The Cypriot Intellectual Property (IP) Box regime has been a popular tax incentive program for companies since its introduction in 2012. The program provides a significant reduction in corporate tax for qualifying companies that generate income from qualifying intellectual property rights. In 2016, the Cypriot IP Box regime underwent significant changes, affecting the eligibility criteria, calculation of benefits, and compliance requirements. This article aims to provide a complete overview of the Cypriot IP Box in 2022, including the changes, benefits, and challenges that companies may face when participating in the program.

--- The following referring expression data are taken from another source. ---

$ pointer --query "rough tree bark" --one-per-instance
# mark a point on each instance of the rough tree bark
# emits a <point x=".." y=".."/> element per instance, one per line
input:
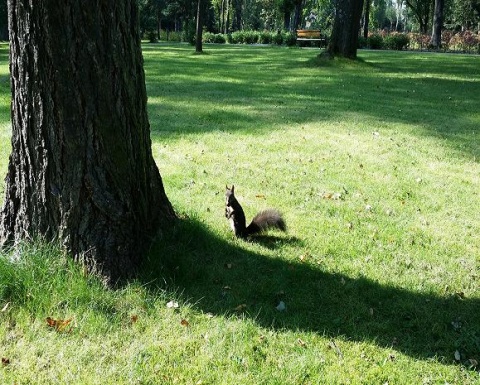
<point x="81" y="168"/>
<point x="199" y="28"/>
<point x="436" y="39"/>
<point x="366" y="19"/>
<point x="344" y="39"/>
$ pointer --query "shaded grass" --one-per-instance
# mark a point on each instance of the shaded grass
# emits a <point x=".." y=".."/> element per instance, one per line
<point x="375" y="167"/>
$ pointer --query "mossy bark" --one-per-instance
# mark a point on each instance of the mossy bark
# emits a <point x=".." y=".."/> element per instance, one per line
<point x="81" y="168"/>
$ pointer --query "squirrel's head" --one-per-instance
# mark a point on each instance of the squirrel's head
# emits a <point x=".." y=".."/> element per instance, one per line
<point x="229" y="195"/>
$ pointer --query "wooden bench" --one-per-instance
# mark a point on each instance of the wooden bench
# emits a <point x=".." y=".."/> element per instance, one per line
<point x="311" y="35"/>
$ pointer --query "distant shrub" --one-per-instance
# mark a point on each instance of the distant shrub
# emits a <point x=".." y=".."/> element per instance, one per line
<point x="375" y="41"/>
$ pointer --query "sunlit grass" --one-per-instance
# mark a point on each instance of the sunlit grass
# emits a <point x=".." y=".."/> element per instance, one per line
<point x="375" y="167"/>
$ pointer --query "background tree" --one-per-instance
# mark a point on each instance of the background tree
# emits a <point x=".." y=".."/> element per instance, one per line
<point x="344" y="39"/>
<point x="366" y="18"/>
<point x="436" y="39"/>
<point x="81" y="168"/>
<point x="422" y="11"/>
<point x="199" y="29"/>
<point x="3" y="20"/>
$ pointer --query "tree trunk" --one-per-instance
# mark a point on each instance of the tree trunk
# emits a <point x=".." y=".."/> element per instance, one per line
<point x="237" y="19"/>
<point x="298" y="15"/>
<point x="344" y="39"/>
<point x="366" y="18"/>
<point x="436" y="39"/>
<point x="199" y="28"/>
<point x="81" y="168"/>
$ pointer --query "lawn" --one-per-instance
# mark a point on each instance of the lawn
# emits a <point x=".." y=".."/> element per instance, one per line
<point x="375" y="166"/>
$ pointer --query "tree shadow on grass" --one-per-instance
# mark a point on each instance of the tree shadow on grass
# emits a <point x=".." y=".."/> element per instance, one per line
<point x="218" y="275"/>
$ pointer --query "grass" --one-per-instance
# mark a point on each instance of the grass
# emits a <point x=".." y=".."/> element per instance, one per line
<point x="375" y="166"/>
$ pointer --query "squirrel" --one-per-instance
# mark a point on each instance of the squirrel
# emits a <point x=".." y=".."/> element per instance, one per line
<point x="263" y="221"/>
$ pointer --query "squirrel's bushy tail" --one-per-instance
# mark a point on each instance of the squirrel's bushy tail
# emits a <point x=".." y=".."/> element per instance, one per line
<point x="267" y="219"/>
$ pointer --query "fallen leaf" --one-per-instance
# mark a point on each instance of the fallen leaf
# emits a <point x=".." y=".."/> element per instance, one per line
<point x="281" y="306"/>
<point x="59" y="325"/>
<point x="457" y="355"/>
<point x="172" y="305"/>
<point x="334" y="346"/>
<point x="241" y="307"/>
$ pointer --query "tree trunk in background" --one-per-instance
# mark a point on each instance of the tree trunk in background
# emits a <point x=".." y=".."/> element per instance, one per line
<point x="436" y="39"/>
<point x="199" y="28"/>
<point x="81" y="168"/>
<point x="366" y="18"/>
<point x="344" y="39"/>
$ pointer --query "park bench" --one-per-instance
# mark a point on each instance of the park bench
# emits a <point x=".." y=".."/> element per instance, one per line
<point x="310" y="35"/>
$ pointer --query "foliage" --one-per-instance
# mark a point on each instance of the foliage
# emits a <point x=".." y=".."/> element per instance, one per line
<point x="375" y="41"/>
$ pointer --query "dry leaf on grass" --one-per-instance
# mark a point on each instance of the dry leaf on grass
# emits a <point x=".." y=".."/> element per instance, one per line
<point x="59" y="325"/>
<point x="241" y="307"/>
<point x="173" y="305"/>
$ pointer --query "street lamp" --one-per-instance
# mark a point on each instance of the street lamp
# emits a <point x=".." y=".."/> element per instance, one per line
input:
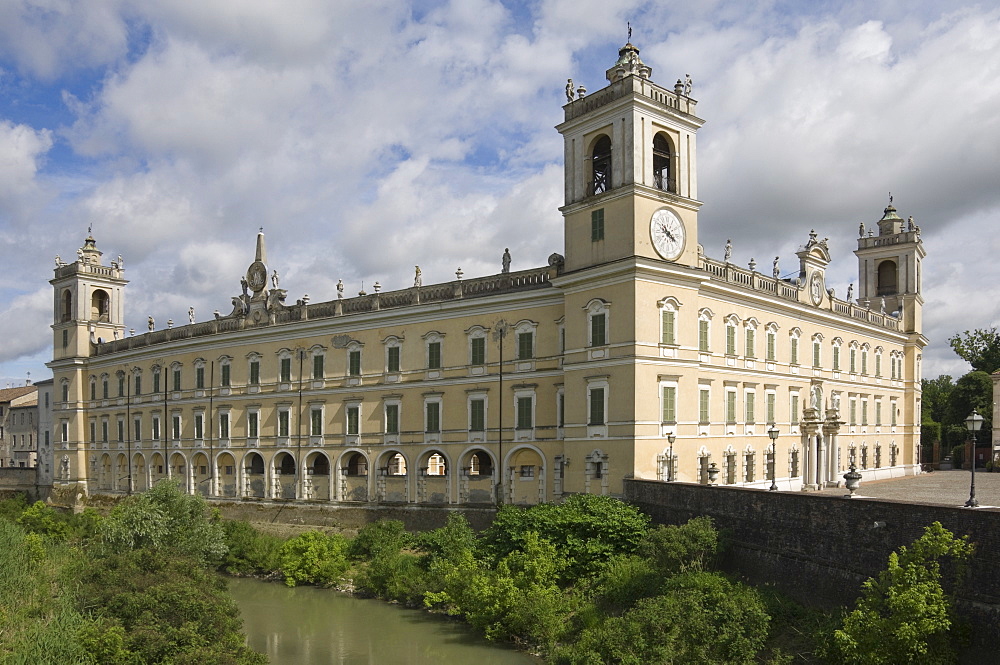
<point x="973" y="423"/>
<point x="773" y="433"/>
<point x="670" y="459"/>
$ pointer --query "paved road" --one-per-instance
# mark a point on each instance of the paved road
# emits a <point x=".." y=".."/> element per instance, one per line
<point x="950" y="488"/>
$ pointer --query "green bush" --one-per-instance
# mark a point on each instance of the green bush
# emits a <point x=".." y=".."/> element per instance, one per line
<point x="314" y="558"/>
<point x="250" y="552"/>
<point x="700" y="618"/>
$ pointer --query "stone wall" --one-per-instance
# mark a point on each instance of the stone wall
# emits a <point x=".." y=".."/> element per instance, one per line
<point x="819" y="548"/>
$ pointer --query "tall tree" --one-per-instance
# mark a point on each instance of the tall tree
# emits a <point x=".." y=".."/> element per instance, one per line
<point x="980" y="348"/>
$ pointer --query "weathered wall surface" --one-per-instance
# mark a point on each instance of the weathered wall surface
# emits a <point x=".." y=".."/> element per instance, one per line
<point x="819" y="548"/>
<point x="416" y="518"/>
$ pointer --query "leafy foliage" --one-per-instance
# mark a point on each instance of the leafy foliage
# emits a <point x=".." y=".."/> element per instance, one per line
<point x="314" y="558"/>
<point x="980" y="348"/>
<point x="904" y="615"/>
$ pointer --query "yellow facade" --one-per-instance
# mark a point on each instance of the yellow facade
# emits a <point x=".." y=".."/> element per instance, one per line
<point x="607" y="354"/>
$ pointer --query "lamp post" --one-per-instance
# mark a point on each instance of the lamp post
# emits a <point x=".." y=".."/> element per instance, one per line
<point x="773" y="433"/>
<point x="973" y="423"/>
<point x="670" y="458"/>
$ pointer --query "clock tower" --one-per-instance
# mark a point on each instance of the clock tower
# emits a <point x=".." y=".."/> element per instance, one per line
<point x="630" y="180"/>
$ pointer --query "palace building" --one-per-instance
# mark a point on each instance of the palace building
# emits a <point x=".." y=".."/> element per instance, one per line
<point x="631" y="355"/>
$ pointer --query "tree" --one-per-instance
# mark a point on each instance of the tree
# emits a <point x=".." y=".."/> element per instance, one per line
<point x="904" y="615"/>
<point x="980" y="348"/>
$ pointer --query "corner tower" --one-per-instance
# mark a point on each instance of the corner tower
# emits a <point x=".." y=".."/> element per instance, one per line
<point x="630" y="169"/>
<point x="89" y="302"/>
<point x="889" y="268"/>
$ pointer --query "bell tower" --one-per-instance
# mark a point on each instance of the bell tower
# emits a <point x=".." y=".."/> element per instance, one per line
<point x="89" y="302"/>
<point x="630" y="156"/>
<point x="889" y="268"/>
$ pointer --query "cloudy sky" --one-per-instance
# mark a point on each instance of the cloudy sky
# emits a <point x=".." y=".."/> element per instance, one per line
<point x="370" y="136"/>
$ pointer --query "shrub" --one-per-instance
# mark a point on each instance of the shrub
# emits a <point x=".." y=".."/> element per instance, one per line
<point x="314" y="558"/>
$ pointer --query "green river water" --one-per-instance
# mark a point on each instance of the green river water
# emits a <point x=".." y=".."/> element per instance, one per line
<point x="310" y="626"/>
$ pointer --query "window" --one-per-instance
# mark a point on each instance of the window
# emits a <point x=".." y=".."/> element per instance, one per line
<point x="434" y="355"/>
<point x="596" y="399"/>
<point x="353" y="420"/>
<point x="668" y="325"/>
<point x="525" y="345"/>
<point x="432" y="417"/>
<point x="597" y="225"/>
<point x="669" y="399"/>
<point x="477" y="415"/>
<point x="600" y="181"/>
<point x="392" y="418"/>
<point x="316" y="421"/>
<point x="478" y="350"/>
<point x="524" y="415"/>
<point x="703" y="406"/>
<point x="598" y="329"/>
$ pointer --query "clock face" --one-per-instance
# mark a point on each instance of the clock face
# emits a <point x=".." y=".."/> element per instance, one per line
<point x="667" y="233"/>
<point x="816" y="288"/>
<point x="256" y="276"/>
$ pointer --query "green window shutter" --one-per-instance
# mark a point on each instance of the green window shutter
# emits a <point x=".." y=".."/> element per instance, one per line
<point x="667" y="327"/>
<point x="433" y="417"/>
<point x="596" y="406"/>
<point x="392" y="419"/>
<point x="669" y="404"/>
<point x="525" y="342"/>
<point x="598" y="336"/>
<point x="524" y="413"/>
<point x="597" y="225"/>
<point x="478" y="350"/>
<point x="477" y="415"/>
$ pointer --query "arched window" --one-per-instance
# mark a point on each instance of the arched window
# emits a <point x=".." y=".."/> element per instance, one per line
<point x="67" y="305"/>
<point x="663" y="176"/>
<point x="887" y="285"/>
<point x="601" y="164"/>
<point x="100" y="306"/>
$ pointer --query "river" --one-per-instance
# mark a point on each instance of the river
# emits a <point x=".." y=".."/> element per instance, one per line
<point x="310" y="626"/>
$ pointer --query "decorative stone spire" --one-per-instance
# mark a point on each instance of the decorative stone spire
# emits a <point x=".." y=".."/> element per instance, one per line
<point x="628" y="64"/>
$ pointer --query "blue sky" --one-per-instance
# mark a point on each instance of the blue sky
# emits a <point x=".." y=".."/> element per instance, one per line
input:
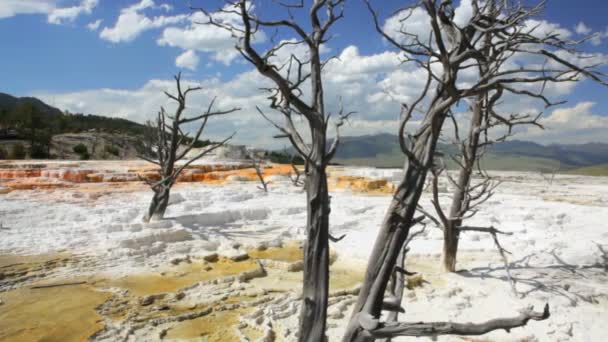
<point x="114" y="58"/>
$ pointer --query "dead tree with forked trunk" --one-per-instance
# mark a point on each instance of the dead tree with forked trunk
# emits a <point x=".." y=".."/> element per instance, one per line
<point x="485" y="120"/>
<point x="449" y="52"/>
<point x="297" y="92"/>
<point x="166" y="144"/>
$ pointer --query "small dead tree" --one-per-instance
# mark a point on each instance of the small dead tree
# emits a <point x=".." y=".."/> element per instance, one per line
<point x="295" y="178"/>
<point x="448" y="53"/>
<point x="166" y="144"/>
<point x="257" y="166"/>
<point x="288" y="96"/>
<point x="485" y="119"/>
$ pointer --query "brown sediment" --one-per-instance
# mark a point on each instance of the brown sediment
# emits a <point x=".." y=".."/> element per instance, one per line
<point x="217" y="326"/>
<point x="16" y="270"/>
<point x="77" y="311"/>
<point x="178" y="277"/>
<point x="362" y="184"/>
<point x="51" y="314"/>
<point x="290" y="252"/>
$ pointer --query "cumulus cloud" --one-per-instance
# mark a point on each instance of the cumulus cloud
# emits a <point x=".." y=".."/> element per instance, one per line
<point x="543" y="28"/>
<point x="132" y="22"/>
<point x="55" y="14"/>
<point x="93" y="26"/>
<point x="206" y="38"/>
<point x="372" y="85"/>
<point x="69" y="14"/>
<point x="578" y="124"/>
<point x="9" y="8"/>
<point x="187" y="60"/>
<point x="581" y="28"/>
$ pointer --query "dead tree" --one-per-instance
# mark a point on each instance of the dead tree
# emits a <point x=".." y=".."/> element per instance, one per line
<point x="295" y="179"/>
<point x="256" y="163"/>
<point x="289" y="97"/>
<point x="485" y="119"/>
<point x="166" y="144"/>
<point x="448" y="53"/>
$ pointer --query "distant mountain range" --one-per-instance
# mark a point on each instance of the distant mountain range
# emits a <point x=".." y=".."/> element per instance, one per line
<point x="60" y="122"/>
<point x="382" y="150"/>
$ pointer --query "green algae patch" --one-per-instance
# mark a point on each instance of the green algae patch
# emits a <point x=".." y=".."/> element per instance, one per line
<point x="291" y="252"/>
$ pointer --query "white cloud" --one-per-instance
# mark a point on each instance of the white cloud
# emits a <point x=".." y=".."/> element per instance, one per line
<point x="543" y="28"/>
<point x="69" y="14"/>
<point x="93" y="26"/>
<point x="188" y="60"/>
<point x="581" y="28"/>
<point x="9" y="8"/>
<point x="371" y="85"/>
<point x="578" y="124"/>
<point x="132" y="22"/>
<point x="207" y="38"/>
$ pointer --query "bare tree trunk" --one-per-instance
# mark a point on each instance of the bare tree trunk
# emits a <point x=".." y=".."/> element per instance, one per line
<point x="162" y="141"/>
<point x="451" y="233"/>
<point x="316" y="258"/>
<point x="393" y="233"/>
<point x="158" y="205"/>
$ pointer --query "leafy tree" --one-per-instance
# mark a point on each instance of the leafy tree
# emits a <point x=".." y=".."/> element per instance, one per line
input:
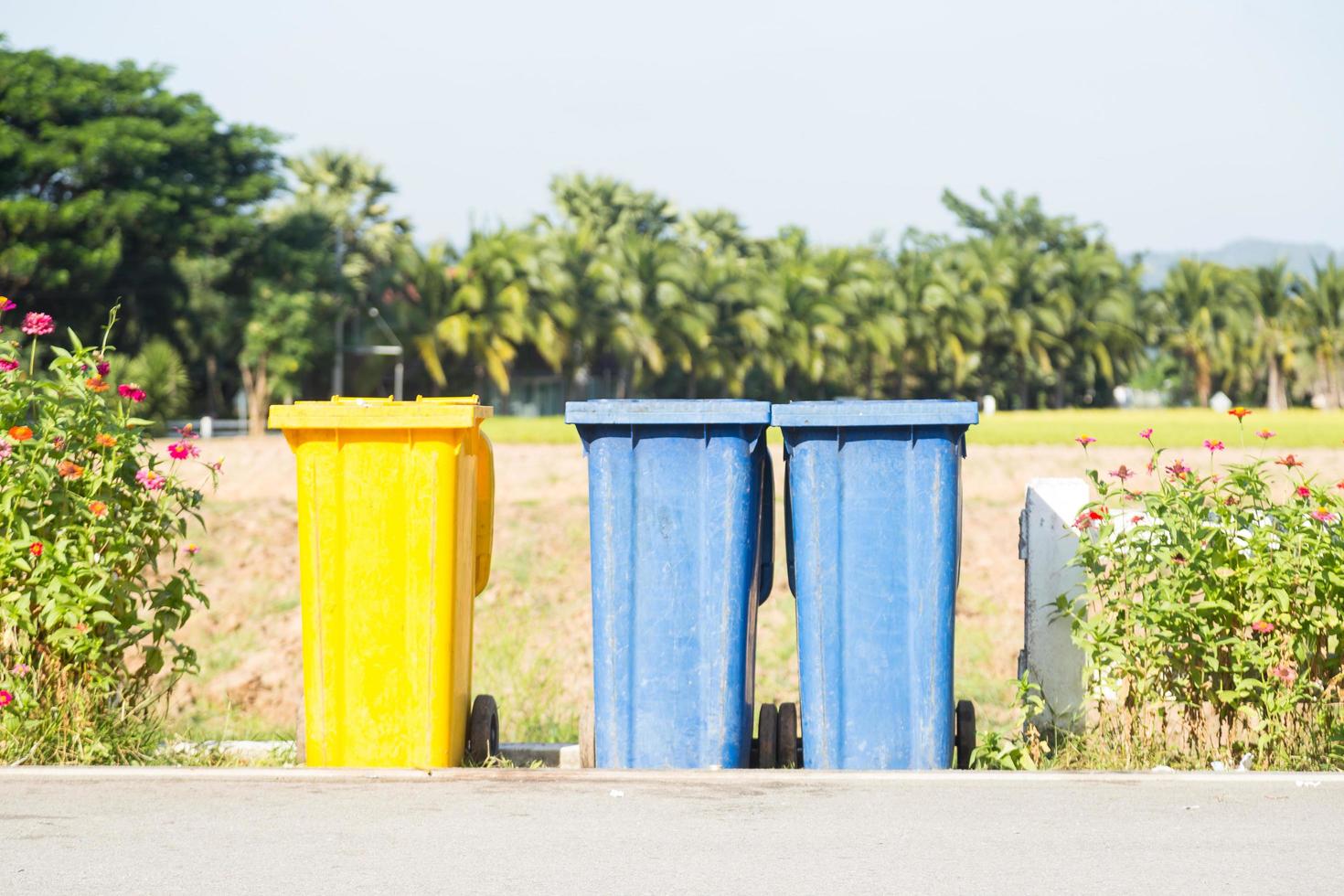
<point x="106" y="176"/>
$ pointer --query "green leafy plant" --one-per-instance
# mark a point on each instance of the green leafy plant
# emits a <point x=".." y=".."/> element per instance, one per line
<point x="1021" y="749"/>
<point x="1214" y="614"/>
<point x="94" y="571"/>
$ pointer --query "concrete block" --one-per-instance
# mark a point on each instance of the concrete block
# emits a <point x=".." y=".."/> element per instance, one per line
<point x="1047" y="541"/>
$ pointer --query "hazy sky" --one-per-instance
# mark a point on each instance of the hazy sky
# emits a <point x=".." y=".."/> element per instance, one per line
<point x="1179" y="125"/>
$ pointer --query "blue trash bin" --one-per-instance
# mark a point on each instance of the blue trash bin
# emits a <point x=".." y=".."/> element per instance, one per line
<point x="872" y="508"/>
<point x="680" y="509"/>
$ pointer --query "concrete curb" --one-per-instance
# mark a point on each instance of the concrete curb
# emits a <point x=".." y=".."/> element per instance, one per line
<point x="695" y="778"/>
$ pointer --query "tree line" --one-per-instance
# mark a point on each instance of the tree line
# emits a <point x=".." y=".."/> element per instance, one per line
<point x="238" y="269"/>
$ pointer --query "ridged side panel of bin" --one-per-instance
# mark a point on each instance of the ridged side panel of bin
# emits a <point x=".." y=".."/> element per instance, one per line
<point x="389" y="569"/>
<point x="874" y="544"/>
<point x="677" y="532"/>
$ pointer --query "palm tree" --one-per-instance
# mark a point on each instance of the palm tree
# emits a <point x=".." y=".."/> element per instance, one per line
<point x="1275" y="293"/>
<point x="1206" y="314"/>
<point x="1024" y="308"/>
<point x="1321" y="314"/>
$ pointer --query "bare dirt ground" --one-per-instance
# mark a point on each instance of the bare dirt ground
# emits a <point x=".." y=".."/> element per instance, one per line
<point x="532" y="624"/>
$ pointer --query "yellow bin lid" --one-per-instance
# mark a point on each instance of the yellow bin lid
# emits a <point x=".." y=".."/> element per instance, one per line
<point x="347" y="412"/>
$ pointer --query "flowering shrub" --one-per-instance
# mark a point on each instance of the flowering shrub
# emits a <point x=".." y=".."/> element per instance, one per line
<point x="1214" y="615"/>
<point x="93" y="586"/>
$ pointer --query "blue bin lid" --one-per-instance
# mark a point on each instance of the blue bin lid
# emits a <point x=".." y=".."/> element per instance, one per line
<point x="656" y="410"/>
<point x="860" y="412"/>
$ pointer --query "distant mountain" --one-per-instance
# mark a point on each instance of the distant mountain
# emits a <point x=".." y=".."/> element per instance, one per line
<point x="1243" y="252"/>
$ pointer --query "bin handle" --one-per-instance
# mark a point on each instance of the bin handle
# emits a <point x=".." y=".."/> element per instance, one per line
<point x="788" y="527"/>
<point x="765" y="547"/>
<point x="484" y="508"/>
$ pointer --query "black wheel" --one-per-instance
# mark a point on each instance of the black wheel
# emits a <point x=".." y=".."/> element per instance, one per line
<point x="768" y="732"/>
<point x="788" y="743"/>
<point x="964" y="739"/>
<point x="483" y="732"/>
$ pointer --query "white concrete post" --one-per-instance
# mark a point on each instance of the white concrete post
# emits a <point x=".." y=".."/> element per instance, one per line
<point x="1047" y="541"/>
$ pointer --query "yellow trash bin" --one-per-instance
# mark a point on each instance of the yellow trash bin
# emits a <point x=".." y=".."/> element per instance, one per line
<point x="395" y="512"/>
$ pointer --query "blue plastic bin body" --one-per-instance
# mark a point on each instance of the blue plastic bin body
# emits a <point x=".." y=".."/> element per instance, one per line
<point x="874" y="538"/>
<point x="680" y="509"/>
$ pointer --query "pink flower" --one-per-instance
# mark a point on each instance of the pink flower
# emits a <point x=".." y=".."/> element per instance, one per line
<point x="1086" y="520"/>
<point x="151" y="480"/>
<point x="1178" y="470"/>
<point x="1285" y="673"/>
<point x="37" y="324"/>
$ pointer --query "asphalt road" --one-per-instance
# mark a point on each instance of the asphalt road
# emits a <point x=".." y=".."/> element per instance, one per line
<point x="728" y="832"/>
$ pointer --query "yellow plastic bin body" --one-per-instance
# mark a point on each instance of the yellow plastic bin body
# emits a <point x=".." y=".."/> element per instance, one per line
<point x="395" y="512"/>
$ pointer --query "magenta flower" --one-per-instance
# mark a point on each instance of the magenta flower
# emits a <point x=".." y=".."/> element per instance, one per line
<point x="151" y="480"/>
<point x="1285" y="673"/>
<point x="132" y="391"/>
<point x="37" y="324"/>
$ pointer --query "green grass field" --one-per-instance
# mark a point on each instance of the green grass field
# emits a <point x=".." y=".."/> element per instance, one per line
<point x="1175" y="427"/>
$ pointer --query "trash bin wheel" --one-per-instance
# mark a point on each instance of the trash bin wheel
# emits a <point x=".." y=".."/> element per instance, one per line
<point x="768" y="733"/>
<point x="788" y="741"/>
<point x="964" y="739"/>
<point x="483" y="732"/>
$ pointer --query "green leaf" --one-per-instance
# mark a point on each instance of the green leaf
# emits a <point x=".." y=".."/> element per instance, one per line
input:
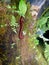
<point x="13" y="21"/>
<point x="22" y="7"/>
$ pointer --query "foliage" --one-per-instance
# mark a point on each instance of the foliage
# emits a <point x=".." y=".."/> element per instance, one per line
<point x="43" y="24"/>
<point x="46" y="52"/>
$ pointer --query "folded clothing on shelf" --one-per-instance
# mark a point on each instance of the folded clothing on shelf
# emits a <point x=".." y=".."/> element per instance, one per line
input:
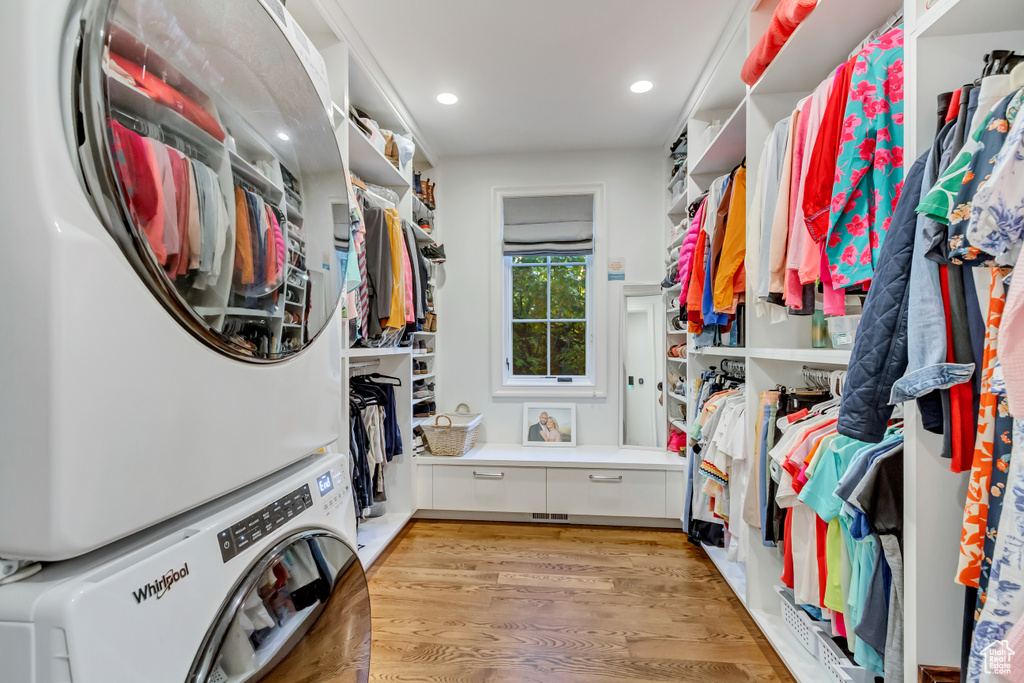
<point x="788" y="14"/>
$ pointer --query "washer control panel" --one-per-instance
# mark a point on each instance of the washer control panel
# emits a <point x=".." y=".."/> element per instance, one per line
<point x="333" y="487"/>
<point x="246" y="531"/>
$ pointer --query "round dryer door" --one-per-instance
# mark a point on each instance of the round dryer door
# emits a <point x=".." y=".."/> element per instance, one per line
<point x="302" y="613"/>
<point x="207" y="147"/>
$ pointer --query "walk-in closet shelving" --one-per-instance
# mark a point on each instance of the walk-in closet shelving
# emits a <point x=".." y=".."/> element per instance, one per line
<point x="778" y="352"/>
<point x="355" y="84"/>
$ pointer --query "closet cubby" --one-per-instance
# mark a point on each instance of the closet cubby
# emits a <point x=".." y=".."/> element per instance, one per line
<point x="944" y="46"/>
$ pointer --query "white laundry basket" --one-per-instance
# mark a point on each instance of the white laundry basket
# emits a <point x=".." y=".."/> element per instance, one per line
<point x="456" y="435"/>
<point x="800" y="623"/>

Main Characteristics of Cypriot IP Box

A company (a tax resident of Cyprus, a permanent establishment of a foreign company paying taxes in Cyprus), that profits from the use of intangible assets, objects of intellectual property (hereinafter referred to as the ‘IP objects’) that have been developed, bought and directly used in the activities of such a company for profit.

Benefits of Cypriot IP Box :

1. 80% of all income and deductions received from the use of the IP objects (the so-called “qualified profit”) are not subject to a general income tax of 12.5%. There is no withdrawal limit. So only 20% of IP income is taken into account, minus the cost of generating income. Thus, the application in Cyprus of the corporate tax rate of 12.5%, which is one of the lowest in the EU, even can provide an effective tax rate of 2.5% under the IP Box regime.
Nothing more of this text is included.